This article summarizes the common methods of whether the PHP detection string is UTF8 encoded. Share to everyone for your reference. The implementation methods are as follows:
There are a number of ways to detect string encoding, such as using Ord to get characters into the system and then enter judgment, or use the mb_detect_encoding function to deal with, the following collation of four common methods for everyone to refer to.
Example 1
Copy Code code as follows:
/**
* Detect whether the string is UTF8 encoded
* @param string $STR detected strings
* @return Boolean
*/
function Is_utf8 ($STR) {
$len = strlen ($STR);
for ($i = 0; $i < $len; $i + +) {
$c = Ord ($str [$i]);
if ($c > 128) {
if ($c > 247) return false;
ElseIf ($c > 239) $bytes = 4;
ElseIf ($c > 223) $bytes = 3;
ElseIf ($c > 191) $bytes = 2;
else return false;
if (($i + $bytes) > $len) return false;
while ($bytes > 1) {
$i + +;
$b = Ord ($str [$i]);
if ($b < 128 | | | $b > 191) return false;
$bytes--;
}
}
}
return true;
}
Example 2
Copy Code code as follows:
function Is_utf8 ($string) {
Return Preg_match ('%^:
[\x09\x0a\x0d\x20-\x7e] # ASCII
| [\XC2-\XDF] [\X80-\XBF] # Non-overlong 2-byte
| \XE0[\XA0-\XBF][\X80-\XBF] # excluding overlongs
| [\xe1-\xec\xee\xef] [\X80-\XBF] {2} # straight 3-byte
| \XED[\X80-\X9F][\X80-\XBF] # excluding surrogates
| \XF0[\X90-\XBF][\X80-\XBF]{2} # Planes 1-3
| [\xf1-\xf3] [\X80-\XBF] {3} # planes 4-15
| \XF4[\X80-\X8F][\X80-\XBF]{2} # Plane 16
) *$%xs ', $string);
}
The accuracy rate is basically the same as mb_detect_encoding (), to be right together, to be wrong together.

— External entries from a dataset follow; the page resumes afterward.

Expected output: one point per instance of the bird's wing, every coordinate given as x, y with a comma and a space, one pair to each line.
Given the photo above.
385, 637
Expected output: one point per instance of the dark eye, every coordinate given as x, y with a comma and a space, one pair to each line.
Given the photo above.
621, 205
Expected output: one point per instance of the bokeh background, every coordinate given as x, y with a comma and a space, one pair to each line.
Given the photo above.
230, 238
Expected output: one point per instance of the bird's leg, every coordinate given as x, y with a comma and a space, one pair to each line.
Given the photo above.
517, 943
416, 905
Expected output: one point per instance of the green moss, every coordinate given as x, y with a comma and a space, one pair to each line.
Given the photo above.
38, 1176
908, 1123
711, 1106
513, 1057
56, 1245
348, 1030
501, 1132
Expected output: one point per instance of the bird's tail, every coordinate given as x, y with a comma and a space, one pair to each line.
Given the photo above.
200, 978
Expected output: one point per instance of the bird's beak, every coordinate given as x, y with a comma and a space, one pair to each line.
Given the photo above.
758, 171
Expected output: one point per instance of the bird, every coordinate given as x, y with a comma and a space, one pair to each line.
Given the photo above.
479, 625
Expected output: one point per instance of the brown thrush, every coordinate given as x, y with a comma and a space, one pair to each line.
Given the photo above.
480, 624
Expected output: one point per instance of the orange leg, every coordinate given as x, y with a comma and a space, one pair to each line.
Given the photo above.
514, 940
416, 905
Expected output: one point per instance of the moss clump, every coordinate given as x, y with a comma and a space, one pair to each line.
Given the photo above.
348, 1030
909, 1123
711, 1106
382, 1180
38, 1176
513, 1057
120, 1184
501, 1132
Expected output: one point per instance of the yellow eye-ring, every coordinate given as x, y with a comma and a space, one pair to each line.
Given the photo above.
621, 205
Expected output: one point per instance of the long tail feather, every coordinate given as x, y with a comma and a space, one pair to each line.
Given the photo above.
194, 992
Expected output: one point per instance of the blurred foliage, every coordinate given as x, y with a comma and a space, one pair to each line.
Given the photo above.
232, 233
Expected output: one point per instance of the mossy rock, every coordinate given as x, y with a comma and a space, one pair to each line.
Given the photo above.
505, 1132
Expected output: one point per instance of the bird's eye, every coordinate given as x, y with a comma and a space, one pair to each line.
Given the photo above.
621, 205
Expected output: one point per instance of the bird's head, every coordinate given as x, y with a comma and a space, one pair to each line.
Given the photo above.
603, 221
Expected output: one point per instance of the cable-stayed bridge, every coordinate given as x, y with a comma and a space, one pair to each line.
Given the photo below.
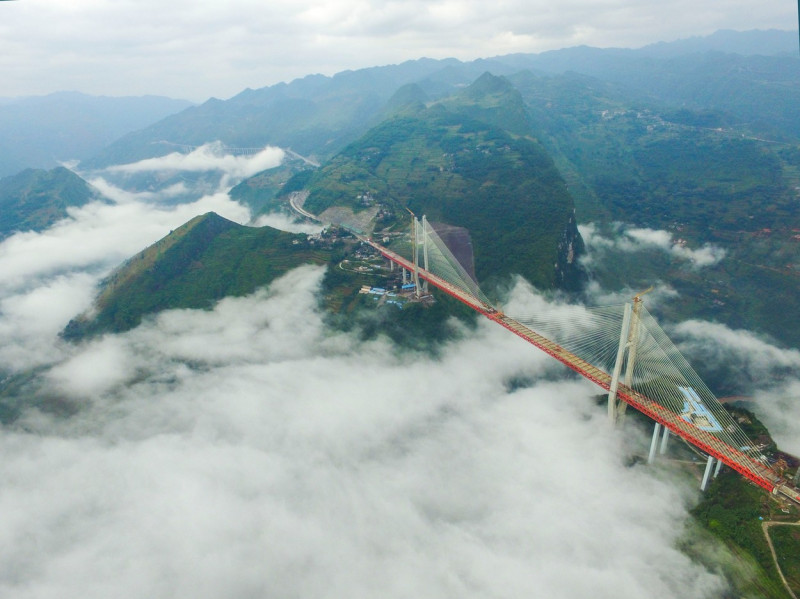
620, 348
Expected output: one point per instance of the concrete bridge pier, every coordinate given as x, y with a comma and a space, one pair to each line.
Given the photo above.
707, 473
654, 443
664, 441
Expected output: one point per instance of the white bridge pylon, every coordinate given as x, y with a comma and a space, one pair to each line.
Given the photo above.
633, 361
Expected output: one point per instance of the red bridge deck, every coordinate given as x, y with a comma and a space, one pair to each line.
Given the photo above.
731, 456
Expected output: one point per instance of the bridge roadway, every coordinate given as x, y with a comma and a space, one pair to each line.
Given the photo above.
753, 470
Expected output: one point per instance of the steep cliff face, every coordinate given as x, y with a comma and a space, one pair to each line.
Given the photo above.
502, 187
570, 276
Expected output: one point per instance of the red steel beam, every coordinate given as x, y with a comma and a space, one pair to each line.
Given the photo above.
742, 463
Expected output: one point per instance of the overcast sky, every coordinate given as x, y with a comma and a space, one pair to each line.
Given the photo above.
195, 49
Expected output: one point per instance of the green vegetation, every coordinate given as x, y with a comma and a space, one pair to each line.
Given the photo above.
731, 509
698, 175
786, 540
260, 191
503, 188
35, 199
203, 261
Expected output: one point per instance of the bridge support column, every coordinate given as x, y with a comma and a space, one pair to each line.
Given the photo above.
664, 440
415, 243
707, 473
425, 226
654, 443
623, 343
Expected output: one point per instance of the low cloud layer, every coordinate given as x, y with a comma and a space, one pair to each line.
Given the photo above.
208, 157
249, 451
760, 369
632, 239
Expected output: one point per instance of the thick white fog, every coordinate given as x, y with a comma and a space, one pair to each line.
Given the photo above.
251, 451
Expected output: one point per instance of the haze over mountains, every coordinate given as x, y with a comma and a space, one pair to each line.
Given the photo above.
221, 398
43, 131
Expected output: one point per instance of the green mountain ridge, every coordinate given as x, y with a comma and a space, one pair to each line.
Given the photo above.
37, 132
201, 262
455, 169
320, 115
35, 199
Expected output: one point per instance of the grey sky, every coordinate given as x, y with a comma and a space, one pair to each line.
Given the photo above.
196, 49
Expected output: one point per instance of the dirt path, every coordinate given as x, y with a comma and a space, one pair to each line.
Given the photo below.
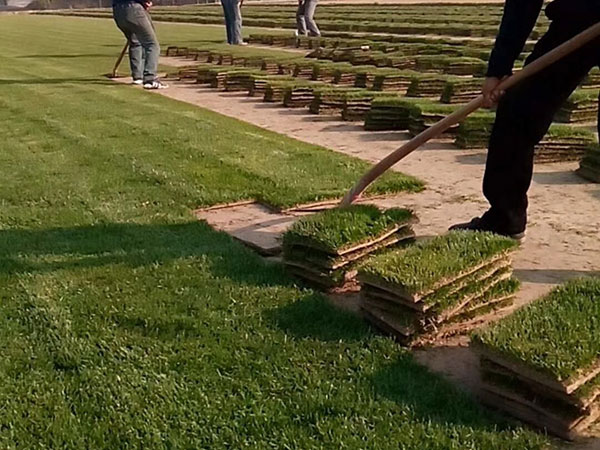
562, 241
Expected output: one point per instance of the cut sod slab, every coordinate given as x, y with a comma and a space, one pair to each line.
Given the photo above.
561, 143
589, 168
330, 100
324, 248
581, 107
542, 364
439, 287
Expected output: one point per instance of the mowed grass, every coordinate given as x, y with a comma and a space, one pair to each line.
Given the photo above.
125, 323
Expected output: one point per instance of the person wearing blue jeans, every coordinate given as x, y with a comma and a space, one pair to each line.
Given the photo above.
305, 18
232, 10
134, 21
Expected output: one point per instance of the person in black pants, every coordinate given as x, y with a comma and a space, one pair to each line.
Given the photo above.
525, 112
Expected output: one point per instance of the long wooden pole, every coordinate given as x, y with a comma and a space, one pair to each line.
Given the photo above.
539, 64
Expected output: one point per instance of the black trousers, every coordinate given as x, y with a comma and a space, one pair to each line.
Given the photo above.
523, 117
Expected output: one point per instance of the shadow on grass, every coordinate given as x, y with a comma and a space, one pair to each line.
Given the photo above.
437, 400
426, 396
135, 245
314, 317
68, 56
33, 81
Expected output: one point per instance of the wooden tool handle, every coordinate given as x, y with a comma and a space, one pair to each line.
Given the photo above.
119, 59
531, 69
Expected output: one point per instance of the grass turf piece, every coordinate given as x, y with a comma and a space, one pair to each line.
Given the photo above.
164, 333
556, 336
426, 267
337, 230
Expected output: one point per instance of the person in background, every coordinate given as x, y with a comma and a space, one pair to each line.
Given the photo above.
134, 21
233, 21
526, 111
305, 18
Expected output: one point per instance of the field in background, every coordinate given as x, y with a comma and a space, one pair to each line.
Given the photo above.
127, 324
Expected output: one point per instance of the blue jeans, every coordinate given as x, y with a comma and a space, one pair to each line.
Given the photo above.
233, 21
144, 50
305, 18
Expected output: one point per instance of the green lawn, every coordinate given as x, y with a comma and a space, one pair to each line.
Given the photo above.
125, 323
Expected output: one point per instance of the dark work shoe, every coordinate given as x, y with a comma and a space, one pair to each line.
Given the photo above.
478, 224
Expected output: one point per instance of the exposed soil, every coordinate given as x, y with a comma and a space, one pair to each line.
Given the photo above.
562, 241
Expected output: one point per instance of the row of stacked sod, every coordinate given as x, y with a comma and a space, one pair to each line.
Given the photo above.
325, 248
439, 287
542, 364
395, 21
449, 89
581, 107
589, 167
414, 115
561, 143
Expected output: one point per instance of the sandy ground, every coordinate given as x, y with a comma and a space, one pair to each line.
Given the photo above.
562, 241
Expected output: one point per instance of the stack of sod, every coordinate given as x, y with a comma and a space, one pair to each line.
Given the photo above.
451, 65
327, 72
258, 84
329, 100
241, 80
589, 168
203, 56
424, 115
460, 90
592, 81
428, 86
581, 107
347, 76
224, 59
188, 73
288, 68
357, 105
438, 288
542, 363
398, 61
182, 51
298, 95
217, 76
393, 80
325, 248
304, 70
563, 143
389, 113
274, 91
171, 50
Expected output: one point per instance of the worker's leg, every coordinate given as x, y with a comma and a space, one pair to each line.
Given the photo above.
236, 30
522, 119
136, 58
228, 19
136, 20
309, 17
300, 21
135, 48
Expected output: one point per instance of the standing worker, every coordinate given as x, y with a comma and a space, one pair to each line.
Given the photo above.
525, 112
305, 18
134, 21
233, 21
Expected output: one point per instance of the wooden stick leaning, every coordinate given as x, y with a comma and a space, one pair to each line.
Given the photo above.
115, 72
538, 65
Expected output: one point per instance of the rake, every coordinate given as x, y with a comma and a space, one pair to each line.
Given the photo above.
538, 65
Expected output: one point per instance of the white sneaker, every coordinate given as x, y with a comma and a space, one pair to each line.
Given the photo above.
155, 85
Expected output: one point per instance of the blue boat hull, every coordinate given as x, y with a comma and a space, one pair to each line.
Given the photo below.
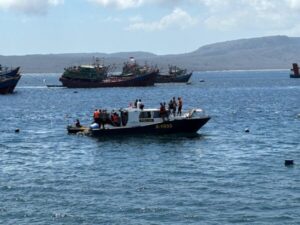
173, 78
130, 81
7, 85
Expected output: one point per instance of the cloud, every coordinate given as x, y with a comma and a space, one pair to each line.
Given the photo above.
29, 6
120, 4
178, 18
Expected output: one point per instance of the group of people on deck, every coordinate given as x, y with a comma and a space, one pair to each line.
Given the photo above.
102, 117
138, 104
173, 106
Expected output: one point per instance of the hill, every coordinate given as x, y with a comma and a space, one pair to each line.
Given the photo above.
274, 52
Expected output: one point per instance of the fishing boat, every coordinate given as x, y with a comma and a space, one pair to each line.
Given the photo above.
9, 79
174, 75
295, 71
135, 121
97, 76
111, 81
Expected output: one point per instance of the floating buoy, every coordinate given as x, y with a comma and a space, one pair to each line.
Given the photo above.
288, 162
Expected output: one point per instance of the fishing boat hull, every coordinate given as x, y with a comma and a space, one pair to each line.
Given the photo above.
8, 84
129, 81
167, 127
173, 78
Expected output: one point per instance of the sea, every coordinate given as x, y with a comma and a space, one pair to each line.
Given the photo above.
222, 175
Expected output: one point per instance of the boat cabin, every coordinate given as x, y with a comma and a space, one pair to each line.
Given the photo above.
129, 117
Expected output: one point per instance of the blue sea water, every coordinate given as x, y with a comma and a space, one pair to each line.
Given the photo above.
222, 176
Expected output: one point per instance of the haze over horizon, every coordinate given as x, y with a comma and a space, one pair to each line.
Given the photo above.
157, 26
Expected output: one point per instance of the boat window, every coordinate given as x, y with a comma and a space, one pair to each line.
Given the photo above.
145, 117
156, 114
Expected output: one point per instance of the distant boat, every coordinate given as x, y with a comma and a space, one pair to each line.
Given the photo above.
295, 71
96, 76
9, 79
135, 121
174, 75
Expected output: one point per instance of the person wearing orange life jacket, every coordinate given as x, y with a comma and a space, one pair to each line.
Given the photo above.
116, 119
97, 116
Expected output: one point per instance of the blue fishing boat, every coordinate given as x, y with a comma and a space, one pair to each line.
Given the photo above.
174, 75
295, 71
9, 79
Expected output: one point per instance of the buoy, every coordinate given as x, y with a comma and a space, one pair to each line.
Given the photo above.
289, 162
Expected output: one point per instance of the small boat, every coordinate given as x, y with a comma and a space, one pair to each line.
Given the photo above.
9, 79
134, 121
295, 71
175, 75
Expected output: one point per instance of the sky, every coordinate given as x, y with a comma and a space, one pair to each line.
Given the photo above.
158, 26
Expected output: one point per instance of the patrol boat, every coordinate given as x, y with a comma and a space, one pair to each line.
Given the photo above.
9, 79
134, 121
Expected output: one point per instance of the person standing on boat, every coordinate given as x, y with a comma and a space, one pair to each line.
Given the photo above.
162, 111
170, 105
102, 118
77, 124
135, 103
174, 106
179, 106
138, 104
97, 116
141, 105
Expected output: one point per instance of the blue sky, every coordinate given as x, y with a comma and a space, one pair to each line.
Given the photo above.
158, 26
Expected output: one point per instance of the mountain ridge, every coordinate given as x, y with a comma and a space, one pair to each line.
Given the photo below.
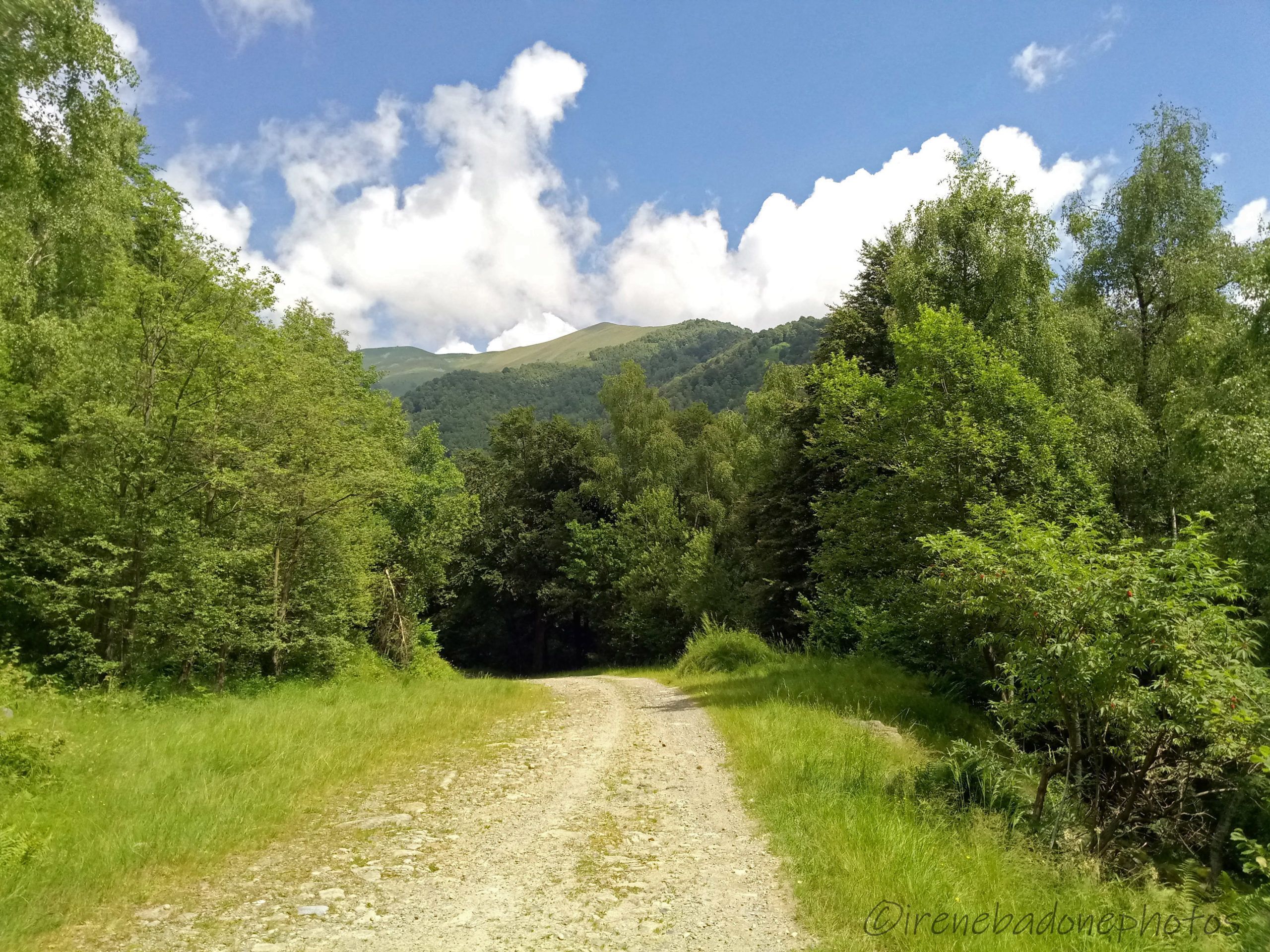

Code detection can not be 100% accurate, this thing has been able to basically meet the requirements.
Example 3
Copy Code code as follows:
function Mb_is_utf8 ($string)
{
Return mb_detect_encoding ($string, ' UTF-8 ') = = ' UTF-8 '/new discovery
}
Example 4
Copy Code code as follows:
Returns true if $string is valid UTF-8 and False otherwise.
function Is_utf8 ($word)
{
if (Preg_match ("/^. Chr (228)." -". Chr (233)."] {1} [". chr (128)." -". Chr (191)."] {1} [". chr (128)." -". Chr (191)."] {1}) {1}/", $word) = = True | | Preg_match ("/([). chr (228)." -". Chr (233)."] {1} [". chr (128)." -". Chr (191)."] {1} [". chr (128)." -". Chr (191)."] {1}) {1}$/", $word) = = True | | Preg_match ("/([). chr (228)." -". Chr (233)."] {1} [". chr (128)." -". Chr (191)."] {1} [". chr (128)." -". Chr (191)."] {1}) {2,}/", $word) = = True)
{
return true;
}
Else
{
return false;
}
}//Function Is_utf8
I hope this article will help you with your PHP program design.